Carbon dioxide is used for enhanced oil recovery. Those pipelines run throughout Mississippi. They were built using eminent domain. So land owners say there should be more "public use" involved.

They want a law that would give open access to the pipelines.

"The two pipelines that would best serve Mississippi are both under 50 percent being used, meaning 50 percent empty," said Bruce Monroe. "But they're 100 percent controlled by one entity."

Bruce Monroe spoke on behalf of a group of mineral rights owners at a press conference Monday. His family business, Denkmann Interests, has been in a dispute over market price with Denbury Resources.

"If we were somewhere else that was a non-monopolistic situation, royalty owners are getting 2 to 2.5 percent the price of oil for their CO2," explained Monroe. "Mineral owners in Mississippi across the board in Mississippi are getting less than one percent the price."

A Senate bill that will be up for a vote later this week would create open access to the pipelines by enabling other companies to use the line and potentially offer higher royalties.
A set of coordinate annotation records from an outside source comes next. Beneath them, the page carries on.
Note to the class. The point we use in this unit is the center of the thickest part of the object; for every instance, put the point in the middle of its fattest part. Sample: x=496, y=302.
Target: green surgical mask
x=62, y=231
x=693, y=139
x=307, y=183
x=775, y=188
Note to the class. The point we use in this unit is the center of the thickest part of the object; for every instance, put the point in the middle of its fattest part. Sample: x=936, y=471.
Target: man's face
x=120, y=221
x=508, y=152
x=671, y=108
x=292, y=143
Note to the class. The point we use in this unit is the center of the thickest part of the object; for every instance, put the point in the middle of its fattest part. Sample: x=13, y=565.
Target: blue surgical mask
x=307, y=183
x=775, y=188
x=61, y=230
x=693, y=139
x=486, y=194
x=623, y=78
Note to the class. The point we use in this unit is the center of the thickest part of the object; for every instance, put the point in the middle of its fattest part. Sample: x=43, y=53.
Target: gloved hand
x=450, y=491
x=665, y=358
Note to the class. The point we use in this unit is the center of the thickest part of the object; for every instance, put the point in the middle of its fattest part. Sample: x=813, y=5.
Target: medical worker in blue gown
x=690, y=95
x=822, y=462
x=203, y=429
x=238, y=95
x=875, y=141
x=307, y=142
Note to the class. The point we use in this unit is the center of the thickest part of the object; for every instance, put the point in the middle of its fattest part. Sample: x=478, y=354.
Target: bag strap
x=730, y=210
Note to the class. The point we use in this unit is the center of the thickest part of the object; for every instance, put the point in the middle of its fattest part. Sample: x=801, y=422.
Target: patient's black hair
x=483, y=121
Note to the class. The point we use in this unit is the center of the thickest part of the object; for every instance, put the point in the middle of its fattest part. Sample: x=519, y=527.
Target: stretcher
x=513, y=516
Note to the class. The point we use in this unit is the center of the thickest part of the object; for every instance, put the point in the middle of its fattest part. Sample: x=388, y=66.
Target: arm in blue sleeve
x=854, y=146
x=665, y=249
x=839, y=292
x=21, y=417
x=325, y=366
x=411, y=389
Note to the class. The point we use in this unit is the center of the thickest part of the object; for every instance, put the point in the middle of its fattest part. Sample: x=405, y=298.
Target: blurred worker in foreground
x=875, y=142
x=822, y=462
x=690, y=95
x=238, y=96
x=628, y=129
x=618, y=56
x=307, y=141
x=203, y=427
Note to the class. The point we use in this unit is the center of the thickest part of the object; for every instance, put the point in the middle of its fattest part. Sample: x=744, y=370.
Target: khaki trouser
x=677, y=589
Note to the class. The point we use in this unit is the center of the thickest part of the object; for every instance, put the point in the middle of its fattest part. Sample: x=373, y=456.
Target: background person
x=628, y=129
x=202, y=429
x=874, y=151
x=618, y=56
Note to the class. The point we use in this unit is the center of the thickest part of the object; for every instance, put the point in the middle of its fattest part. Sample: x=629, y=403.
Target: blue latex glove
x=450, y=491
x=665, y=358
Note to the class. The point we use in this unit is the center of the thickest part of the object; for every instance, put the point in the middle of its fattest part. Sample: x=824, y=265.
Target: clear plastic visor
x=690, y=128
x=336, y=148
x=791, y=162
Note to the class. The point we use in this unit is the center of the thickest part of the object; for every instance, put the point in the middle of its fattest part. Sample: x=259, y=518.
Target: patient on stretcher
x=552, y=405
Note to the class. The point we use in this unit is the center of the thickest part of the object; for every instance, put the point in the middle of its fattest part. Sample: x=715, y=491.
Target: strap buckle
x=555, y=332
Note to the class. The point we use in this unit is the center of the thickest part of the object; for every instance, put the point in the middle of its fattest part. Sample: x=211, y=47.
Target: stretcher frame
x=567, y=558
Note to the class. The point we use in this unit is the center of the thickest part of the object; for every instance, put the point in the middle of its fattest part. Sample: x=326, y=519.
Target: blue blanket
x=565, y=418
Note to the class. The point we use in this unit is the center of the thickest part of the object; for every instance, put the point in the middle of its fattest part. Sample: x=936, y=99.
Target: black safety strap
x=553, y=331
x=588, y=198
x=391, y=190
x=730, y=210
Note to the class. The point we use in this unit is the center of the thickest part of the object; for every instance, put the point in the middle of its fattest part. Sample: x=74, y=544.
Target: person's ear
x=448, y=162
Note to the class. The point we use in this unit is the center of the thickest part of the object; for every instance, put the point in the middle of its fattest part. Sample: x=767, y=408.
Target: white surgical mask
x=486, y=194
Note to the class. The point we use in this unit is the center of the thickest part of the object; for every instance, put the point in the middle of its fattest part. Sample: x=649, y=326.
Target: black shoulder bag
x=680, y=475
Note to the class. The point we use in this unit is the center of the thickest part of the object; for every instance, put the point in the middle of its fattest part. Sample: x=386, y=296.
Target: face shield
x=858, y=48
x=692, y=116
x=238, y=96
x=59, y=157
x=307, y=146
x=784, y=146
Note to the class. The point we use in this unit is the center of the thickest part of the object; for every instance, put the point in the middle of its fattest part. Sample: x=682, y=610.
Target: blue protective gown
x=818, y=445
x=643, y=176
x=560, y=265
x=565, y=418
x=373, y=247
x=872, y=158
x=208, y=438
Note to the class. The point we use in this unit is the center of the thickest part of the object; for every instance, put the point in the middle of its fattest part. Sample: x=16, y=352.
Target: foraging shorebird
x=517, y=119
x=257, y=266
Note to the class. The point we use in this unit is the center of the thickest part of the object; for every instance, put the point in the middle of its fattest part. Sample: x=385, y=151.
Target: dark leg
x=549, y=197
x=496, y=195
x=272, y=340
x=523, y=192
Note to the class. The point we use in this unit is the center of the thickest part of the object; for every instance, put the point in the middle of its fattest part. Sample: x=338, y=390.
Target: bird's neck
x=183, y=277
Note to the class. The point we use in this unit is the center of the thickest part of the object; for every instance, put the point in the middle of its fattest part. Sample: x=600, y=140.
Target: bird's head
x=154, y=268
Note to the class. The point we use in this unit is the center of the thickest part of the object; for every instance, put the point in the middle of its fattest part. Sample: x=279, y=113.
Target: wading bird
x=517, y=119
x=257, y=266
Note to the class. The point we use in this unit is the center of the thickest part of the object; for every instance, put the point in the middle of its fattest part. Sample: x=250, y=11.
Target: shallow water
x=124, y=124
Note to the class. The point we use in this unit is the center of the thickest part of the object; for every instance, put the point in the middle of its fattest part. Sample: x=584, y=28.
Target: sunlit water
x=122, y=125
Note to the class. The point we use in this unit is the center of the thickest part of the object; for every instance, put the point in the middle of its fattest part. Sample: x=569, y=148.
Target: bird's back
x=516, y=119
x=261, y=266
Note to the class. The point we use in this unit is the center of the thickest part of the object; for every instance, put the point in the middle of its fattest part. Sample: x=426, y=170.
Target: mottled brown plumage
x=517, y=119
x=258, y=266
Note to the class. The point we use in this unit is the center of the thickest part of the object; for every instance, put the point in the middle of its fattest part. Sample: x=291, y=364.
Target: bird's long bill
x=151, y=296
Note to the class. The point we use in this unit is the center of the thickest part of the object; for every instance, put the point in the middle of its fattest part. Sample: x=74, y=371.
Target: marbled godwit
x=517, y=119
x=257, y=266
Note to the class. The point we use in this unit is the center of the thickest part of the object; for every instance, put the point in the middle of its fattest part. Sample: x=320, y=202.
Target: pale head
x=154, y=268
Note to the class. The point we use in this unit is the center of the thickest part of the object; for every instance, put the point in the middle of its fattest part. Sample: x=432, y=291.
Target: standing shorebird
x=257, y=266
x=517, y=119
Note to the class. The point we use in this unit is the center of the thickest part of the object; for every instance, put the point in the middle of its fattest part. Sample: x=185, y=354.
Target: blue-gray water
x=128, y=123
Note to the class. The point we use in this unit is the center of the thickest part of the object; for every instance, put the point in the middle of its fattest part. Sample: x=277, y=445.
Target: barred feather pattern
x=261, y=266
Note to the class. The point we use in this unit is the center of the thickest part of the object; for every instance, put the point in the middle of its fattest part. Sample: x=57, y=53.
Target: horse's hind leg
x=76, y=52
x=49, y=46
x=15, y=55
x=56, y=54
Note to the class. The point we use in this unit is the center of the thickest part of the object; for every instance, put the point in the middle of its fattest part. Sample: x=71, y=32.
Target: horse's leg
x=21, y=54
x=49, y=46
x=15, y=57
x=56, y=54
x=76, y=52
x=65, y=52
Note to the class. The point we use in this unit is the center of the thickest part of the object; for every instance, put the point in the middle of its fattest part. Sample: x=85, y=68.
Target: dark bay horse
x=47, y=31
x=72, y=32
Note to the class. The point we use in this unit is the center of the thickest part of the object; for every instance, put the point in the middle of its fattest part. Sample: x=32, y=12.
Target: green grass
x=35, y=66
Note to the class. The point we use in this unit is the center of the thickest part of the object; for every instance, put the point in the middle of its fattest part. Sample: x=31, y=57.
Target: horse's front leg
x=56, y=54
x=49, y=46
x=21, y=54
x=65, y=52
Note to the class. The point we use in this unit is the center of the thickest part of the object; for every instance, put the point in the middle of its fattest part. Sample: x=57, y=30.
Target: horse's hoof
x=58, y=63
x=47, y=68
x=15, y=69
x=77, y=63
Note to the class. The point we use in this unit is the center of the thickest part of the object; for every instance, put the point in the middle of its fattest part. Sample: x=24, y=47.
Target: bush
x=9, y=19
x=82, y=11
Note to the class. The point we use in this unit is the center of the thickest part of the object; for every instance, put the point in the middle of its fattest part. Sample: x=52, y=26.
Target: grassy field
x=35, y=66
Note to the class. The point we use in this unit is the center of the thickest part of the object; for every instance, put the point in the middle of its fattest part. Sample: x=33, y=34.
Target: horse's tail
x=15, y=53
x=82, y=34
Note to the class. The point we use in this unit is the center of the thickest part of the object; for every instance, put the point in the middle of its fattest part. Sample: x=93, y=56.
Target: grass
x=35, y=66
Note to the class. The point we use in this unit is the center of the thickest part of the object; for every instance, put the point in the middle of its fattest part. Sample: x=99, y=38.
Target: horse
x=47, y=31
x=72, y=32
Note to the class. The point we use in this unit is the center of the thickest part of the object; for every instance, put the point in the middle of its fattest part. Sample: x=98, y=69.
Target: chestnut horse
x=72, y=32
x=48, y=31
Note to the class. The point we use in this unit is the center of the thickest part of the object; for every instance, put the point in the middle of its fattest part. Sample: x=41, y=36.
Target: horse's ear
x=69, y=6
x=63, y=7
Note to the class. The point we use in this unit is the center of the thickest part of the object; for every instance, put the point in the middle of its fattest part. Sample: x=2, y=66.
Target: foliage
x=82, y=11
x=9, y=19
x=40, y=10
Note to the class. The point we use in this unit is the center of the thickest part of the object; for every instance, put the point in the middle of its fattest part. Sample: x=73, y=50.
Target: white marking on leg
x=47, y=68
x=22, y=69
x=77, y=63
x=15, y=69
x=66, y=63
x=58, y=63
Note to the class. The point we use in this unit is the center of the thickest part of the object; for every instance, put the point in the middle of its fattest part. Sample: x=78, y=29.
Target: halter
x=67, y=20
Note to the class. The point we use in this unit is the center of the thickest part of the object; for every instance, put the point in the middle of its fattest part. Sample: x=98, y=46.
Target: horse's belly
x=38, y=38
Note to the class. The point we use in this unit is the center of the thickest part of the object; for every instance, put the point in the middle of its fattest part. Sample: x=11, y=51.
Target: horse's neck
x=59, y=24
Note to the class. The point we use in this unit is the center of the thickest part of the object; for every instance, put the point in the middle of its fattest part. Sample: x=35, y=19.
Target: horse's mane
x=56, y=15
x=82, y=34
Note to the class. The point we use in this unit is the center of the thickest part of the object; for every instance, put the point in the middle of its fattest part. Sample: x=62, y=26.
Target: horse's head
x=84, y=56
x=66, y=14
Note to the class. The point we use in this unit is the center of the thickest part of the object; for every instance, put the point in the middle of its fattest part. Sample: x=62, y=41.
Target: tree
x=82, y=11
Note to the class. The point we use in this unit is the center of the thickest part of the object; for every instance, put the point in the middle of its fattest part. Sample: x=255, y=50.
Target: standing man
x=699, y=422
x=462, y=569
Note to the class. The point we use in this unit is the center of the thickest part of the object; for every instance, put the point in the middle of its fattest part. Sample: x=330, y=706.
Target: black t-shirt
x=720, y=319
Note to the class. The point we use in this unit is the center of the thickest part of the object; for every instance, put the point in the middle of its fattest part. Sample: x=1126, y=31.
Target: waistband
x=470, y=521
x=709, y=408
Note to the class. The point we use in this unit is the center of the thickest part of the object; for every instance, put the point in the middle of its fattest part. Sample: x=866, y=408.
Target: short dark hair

The original legislation in 1984 did not require that they be common carriers.

That's why President of the Mississippi Energy Institute Patrick Sullivan is worried about the new proposal.

"That's bad public policy to go ask the legislature to pass very broad legislation to settle a narrow private dispute," said Sullivan.

He thinks the legislation could set the state back.

"The law retroactively impacts measures that the legislature has put in place over the last two decades that have helped build us an industry here in carbon dioxide based oil production and this is still an emerging business," Sullivan said.

Denbury sent a fact check sheet. It says most of the land owners' claims are false, exaggerated or misleading.

The proposed law would give rule-making and regulation power on this issue to the Public Service Commission.